Tarih: Aralık 2004.
Yer: Avrupa.
“Selamünaleyküm Sayın Şansölye. Biz geldik.”
“Hoş geldiniz de... Niye geldiniz ?”
“Hani şu... AB’ye giriş tarihimiz...”
“İyi ama, uygulamalarınız...”
“Her şeyi uyguladık Sayın Şansölye. Şu giriş tarihimizi verseniz de biz gitsek.”
“‘Uyguladık’ diyorsunuz ama, ortada uygulanmış bir şey yok !”
“Yok olur mu Sayın Şansölye ? Ulusça ayak uydurduk AB yasalarına. İnanın artık kokoreç bile yemiyoruz.”
“Kokoreçle bitmiyor ki ! Son Güvenlik Konseyi’nde askeriniz sivillerden bir buçuk dakika daha fazla konuştu.”
“Mahsuscuktan konuşturuyoruz Sayın Şansölye. Sonuçta biz ne dersek o oluyor. Şu AB’ye giriş tarihimizi alıp gidebilir miyiz artık ?”
“Bu benim kararımla olmaz ki ! Yirmibeş ülkenin sayın ekselansları ne diyecek bakalım ? Hem sizde hâlâ gasp var, derebeylik var, arazi mafyası, hal mafyası, otopark mafyası...”

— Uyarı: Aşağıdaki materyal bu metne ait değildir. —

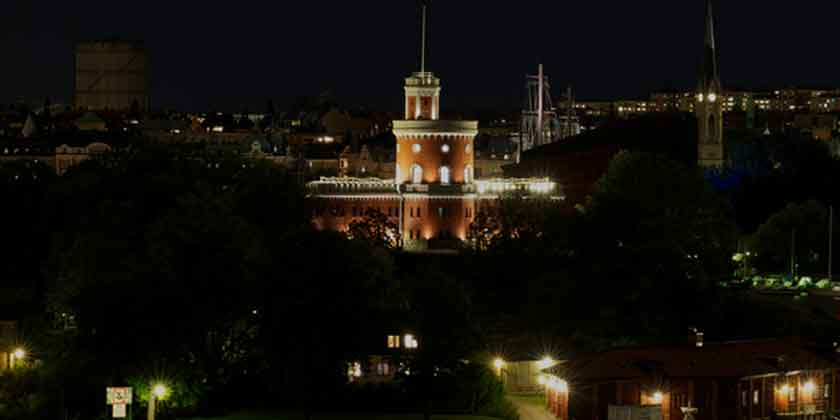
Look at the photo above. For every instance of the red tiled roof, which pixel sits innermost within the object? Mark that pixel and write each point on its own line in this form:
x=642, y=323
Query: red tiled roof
x=714, y=360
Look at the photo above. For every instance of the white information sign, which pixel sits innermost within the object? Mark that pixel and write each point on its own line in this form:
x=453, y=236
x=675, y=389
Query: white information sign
x=119, y=396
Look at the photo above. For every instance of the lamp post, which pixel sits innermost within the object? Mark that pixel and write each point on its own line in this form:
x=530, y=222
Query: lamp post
x=158, y=392
x=17, y=355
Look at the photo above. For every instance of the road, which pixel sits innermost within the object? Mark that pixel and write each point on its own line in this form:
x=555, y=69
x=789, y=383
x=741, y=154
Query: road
x=530, y=411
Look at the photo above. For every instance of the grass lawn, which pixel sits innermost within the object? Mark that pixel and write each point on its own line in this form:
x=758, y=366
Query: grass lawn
x=258, y=416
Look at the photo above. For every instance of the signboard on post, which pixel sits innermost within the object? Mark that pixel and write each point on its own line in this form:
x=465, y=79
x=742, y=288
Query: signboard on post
x=119, y=399
x=118, y=396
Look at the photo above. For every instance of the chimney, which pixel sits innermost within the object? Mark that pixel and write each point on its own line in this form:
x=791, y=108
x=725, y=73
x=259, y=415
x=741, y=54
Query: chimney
x=696, y=337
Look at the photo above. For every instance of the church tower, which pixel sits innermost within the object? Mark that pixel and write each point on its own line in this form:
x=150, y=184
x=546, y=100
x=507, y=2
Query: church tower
x=708, y=107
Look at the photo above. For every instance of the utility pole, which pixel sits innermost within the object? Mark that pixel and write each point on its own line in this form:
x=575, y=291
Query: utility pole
x=540, y=108
x=793, y=253
x=830, y=242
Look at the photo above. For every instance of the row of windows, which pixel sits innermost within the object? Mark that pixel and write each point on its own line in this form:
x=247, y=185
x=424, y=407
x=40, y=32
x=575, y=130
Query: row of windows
x=790, y=391
x=414, y=212
x=417, y=148
x=355, y=211
x=414, y=235
x=444, y=174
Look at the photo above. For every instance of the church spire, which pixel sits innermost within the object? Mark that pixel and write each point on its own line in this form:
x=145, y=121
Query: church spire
x=708, y=108
x=709, y=76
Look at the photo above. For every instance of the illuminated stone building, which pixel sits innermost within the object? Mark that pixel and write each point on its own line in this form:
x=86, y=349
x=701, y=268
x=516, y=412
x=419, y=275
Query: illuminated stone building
x=434, y=196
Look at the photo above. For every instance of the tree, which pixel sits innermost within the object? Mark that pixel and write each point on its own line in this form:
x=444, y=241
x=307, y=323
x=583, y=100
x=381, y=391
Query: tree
x=376, y=228
x=660, y=239
x=798, y=233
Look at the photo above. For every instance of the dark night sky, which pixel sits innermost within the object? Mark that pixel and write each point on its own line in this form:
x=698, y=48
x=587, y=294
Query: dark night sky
x=225, y=55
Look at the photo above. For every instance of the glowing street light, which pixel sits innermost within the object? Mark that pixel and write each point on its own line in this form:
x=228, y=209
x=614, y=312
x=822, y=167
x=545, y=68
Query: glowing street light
x=158, y=392
x=17, y=355
x=546, y=362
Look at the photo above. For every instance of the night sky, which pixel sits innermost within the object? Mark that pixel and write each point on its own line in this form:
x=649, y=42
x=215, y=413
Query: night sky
x=232, y=55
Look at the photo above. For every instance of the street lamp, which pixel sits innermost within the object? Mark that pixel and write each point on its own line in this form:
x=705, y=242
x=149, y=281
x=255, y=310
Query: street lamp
x=17, y=355
x=158, y=392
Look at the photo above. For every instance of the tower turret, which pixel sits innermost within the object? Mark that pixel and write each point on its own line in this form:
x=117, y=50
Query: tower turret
x=422, y=89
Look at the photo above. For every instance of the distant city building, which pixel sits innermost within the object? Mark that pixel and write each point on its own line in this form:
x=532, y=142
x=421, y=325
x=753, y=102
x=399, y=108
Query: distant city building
x=111, y=75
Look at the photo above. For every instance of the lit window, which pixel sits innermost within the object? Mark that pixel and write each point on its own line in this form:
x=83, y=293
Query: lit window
x=410, y=342
x=416, y=174
x=445, y=176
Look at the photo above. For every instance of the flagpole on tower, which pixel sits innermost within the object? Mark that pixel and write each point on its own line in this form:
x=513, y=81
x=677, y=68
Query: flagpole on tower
x=423, y=45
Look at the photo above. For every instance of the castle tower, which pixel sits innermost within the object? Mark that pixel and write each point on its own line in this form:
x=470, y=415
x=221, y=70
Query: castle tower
x=708, y=107
x=431, y=151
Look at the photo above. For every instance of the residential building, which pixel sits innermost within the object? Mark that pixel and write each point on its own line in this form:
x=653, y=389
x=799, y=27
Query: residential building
x=758, y=379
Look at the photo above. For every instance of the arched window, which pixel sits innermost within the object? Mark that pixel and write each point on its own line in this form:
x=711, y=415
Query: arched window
x=416, y=174
x=445, y=175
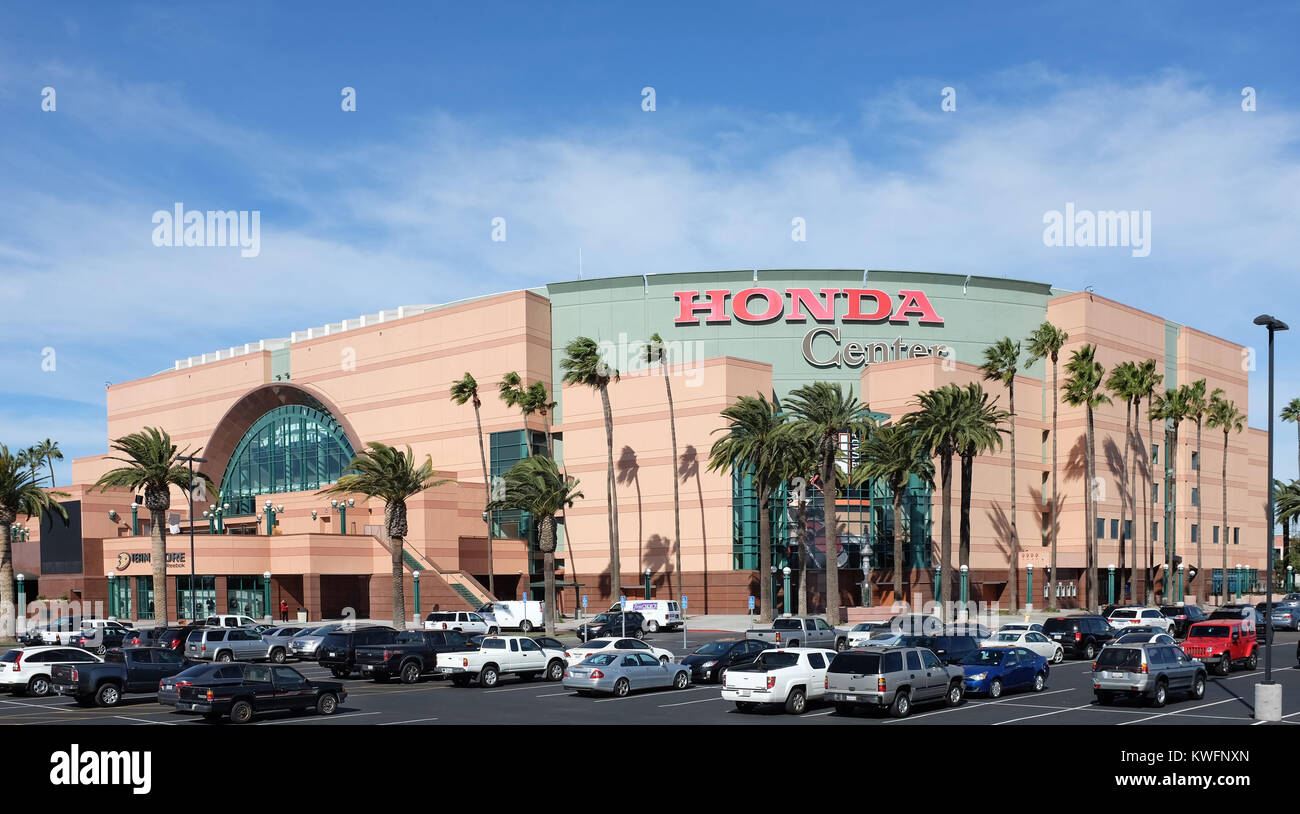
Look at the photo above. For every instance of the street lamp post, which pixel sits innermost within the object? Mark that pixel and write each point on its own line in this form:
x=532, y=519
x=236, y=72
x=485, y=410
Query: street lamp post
x=191, y=459
x=1268, y=695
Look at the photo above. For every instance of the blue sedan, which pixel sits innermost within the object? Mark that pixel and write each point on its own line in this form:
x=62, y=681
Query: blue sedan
x=993, y=670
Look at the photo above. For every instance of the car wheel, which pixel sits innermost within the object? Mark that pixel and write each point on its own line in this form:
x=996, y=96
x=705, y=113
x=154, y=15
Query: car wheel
x=326, y=704
x=108, y=695
x=901, y=708
x=956, y=692
x=241, y=711
x=1161, y=696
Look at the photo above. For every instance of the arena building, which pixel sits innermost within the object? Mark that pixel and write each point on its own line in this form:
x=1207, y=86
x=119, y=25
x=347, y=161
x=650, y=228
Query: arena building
x=278, y=419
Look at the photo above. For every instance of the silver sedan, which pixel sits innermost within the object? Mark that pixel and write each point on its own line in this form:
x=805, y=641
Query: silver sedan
x=619, y=672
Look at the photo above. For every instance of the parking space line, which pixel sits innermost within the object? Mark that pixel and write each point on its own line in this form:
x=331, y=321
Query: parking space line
x=1177, y=711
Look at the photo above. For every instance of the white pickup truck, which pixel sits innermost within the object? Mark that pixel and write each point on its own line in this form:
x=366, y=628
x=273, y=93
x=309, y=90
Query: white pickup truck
x=792, y=678
x=499, y=656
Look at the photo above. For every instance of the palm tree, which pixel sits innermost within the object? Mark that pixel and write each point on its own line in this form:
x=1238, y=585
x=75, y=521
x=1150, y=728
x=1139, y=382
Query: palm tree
x=20, y=492
x=979, y=431
x=1171, y=407
x=390, y=475
x=47, y=451
x=1123, y=384
x=895, y=454
x=1045, y=342
x=1291, y=412
x=750, y=447
x=1148, y=380
x=152, y=464
x=655, y=354
x=935, y=425
x=584, y=366
x=462, y=392
x=1225, y=415
x=826, y=414
x=536, y=485
x=1001, y=362
x=1197, y=406
x=1083, y=389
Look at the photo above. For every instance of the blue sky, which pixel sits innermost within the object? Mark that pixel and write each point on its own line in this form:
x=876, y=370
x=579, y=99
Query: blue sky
x=532, y=112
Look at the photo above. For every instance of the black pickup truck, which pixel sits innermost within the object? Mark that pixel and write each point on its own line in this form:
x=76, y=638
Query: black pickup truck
x=415, y=653
x=134, y=670
x=265, y=688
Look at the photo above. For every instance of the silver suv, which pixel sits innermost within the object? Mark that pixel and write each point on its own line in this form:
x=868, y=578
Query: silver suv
x=893, y=679
x=226, y=645
x=1149, y=671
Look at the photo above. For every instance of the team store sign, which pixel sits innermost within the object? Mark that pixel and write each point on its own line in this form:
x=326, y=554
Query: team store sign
x=822, y=346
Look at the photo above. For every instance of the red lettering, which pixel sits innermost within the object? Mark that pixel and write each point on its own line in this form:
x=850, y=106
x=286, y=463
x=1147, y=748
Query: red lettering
x=775, y=304
x=819, y=311
x=715, y=307
x=915, y=303
x=883, y=306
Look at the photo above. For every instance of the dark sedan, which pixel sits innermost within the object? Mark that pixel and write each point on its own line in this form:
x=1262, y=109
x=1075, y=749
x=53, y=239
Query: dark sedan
x=710, y=662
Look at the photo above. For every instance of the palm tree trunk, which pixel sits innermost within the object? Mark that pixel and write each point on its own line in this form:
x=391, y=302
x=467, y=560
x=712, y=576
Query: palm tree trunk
x=1223, y=537
x=832, y=542
x=1056, y=520
x=945, y=531
x=1014, y=564
x=611, y=498
x=482, y=457
x=398, y=587
x=897, y=524
x=765, y=553
x=676, y=497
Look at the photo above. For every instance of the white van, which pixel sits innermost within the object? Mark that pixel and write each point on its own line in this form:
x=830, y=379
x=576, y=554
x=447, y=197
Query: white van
x=512, y=614
x=661, y=614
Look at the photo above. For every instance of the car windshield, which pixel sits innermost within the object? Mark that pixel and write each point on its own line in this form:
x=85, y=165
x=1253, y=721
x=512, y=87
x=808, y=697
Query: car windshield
x=715, y=648
x=1121, y=658
x=987, y=657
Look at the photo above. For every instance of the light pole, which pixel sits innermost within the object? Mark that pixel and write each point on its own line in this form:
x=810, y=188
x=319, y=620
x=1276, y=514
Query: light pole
x=1268, y=695
x=341, y=507
x=415, y=575
x=191, y=459
x=265, y=588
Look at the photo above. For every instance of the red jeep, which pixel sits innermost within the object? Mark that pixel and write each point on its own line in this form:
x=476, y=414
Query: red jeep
x=1221, y=643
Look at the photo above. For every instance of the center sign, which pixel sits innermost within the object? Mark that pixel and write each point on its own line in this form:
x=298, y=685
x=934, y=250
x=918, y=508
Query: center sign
x=865, y=306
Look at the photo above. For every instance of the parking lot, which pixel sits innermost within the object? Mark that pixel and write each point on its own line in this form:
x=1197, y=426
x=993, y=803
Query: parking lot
x=1066, y=700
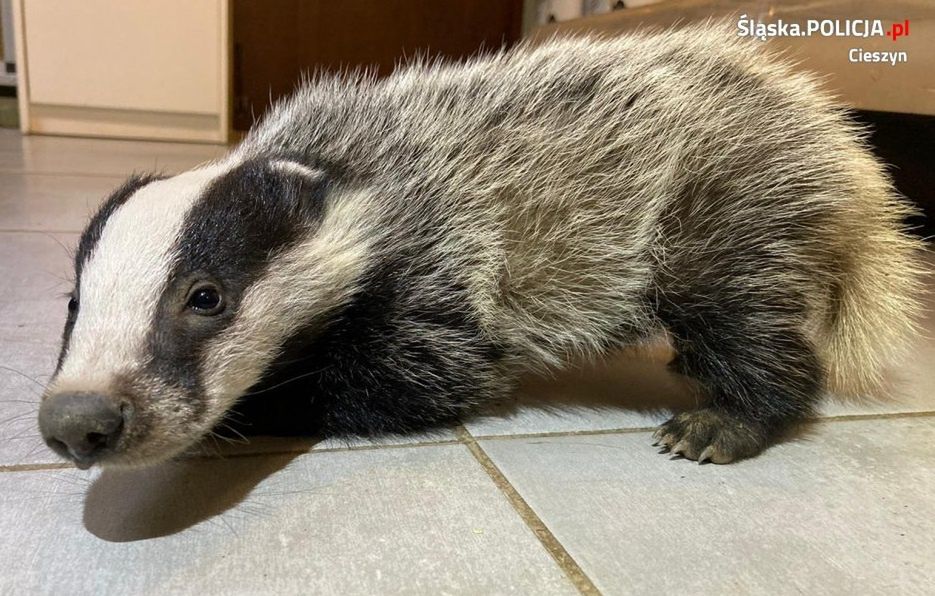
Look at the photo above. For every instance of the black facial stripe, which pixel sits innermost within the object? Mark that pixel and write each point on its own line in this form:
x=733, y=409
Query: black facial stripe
x=88, y=242
x=92, y=233
x=242, y=220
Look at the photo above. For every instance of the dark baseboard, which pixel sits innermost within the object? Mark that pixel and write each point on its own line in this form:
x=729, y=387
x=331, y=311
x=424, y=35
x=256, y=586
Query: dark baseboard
x=906, y=142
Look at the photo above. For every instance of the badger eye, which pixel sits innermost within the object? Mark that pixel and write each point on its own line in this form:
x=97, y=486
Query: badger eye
x=205, y=300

“Hepsi bitti ! Bitirdik ! Şimdi sokakta otonuzu park ederken oradaki adama para uzattığınızda; ‘Niye para veriyorsunuz beyefendi ? Sokak babamın malı değil ki !’ diye tersliyor sizi.”
“Üç kadının ırzına geçip öldüren birini iki yılda çıkarmıştınız içerden... Hâlâ böyle mi yapıyorsunuz ?..”
“Olur mu öyle şey Sayın Şansölye ? Bu söylediğiniz şey, bizden önceki “first lady”nin işiydi. Biz yalnızca devleti-milleti trilyonlarca dolandıranları salıyoruz bir-iki yılda. Ötekiler yatıyor.”
“Hâlâ yollara tükürenleriniz var... Nasıl olacak bu iş ?..”
“Hokka koyarız Sayın Şansölye. Çok iyi bakır ustalarımız var... Şöyle, şık hokkalar koyarız her caddeye-sokağa.”
“Trafik kargaşanız... Kırmızı ışıkta geçmeleriniz ?..”
“Siz Sayın Şansölye, ‘özgürlük’ demiştiniz ya hani... Birileri abarttı bu işi ve ‘kırmızı ışıkta geçme özgürlüğü’ olarak algıladı. Tıpkı ‘döner bıçağıyla futbol maçına girme özgürlüğü’ ya da “karısını yolun ortasında yatırıp delik deşik etme özgürlüğü” olarak algılayanlar olduğu gibi...”
“Ayrıca, sizi kötülüklerden korumak üzere ülkenizde bulundurduğumuz vatandaşlarımıza, “etki ajanı” diyenler var. Bunu da kabullenemeyiz.”
“Ağzı olan konuşuyor Sayın Şansölye. İnanın, ciddiye almıyoruz bunları.”
“Neyse !.. 2020’de her şeyi yeniden konuşmak üzere bekliyoruz sizi Sayın Başkan.”
“Yapmayın, etmeyin lütfen Sayın Şansölye. Ben şimdi dönüp nasıl açıklarım millete ‘16 yıl sonra’yı ?.. ‘AB Hıristiyan kulübüdür’ diyenlerin haklı çıkmasını mı istiyorsunuz ?..”
“Hayır ! İstemiyoruz ! Bunu kanıtlamak için de, önümüzdeki yıl Arabistan’ı AB’ye alıyoruz. Güle güle Sayın Başkan. 16 yıl sonra görüşmek üzere.”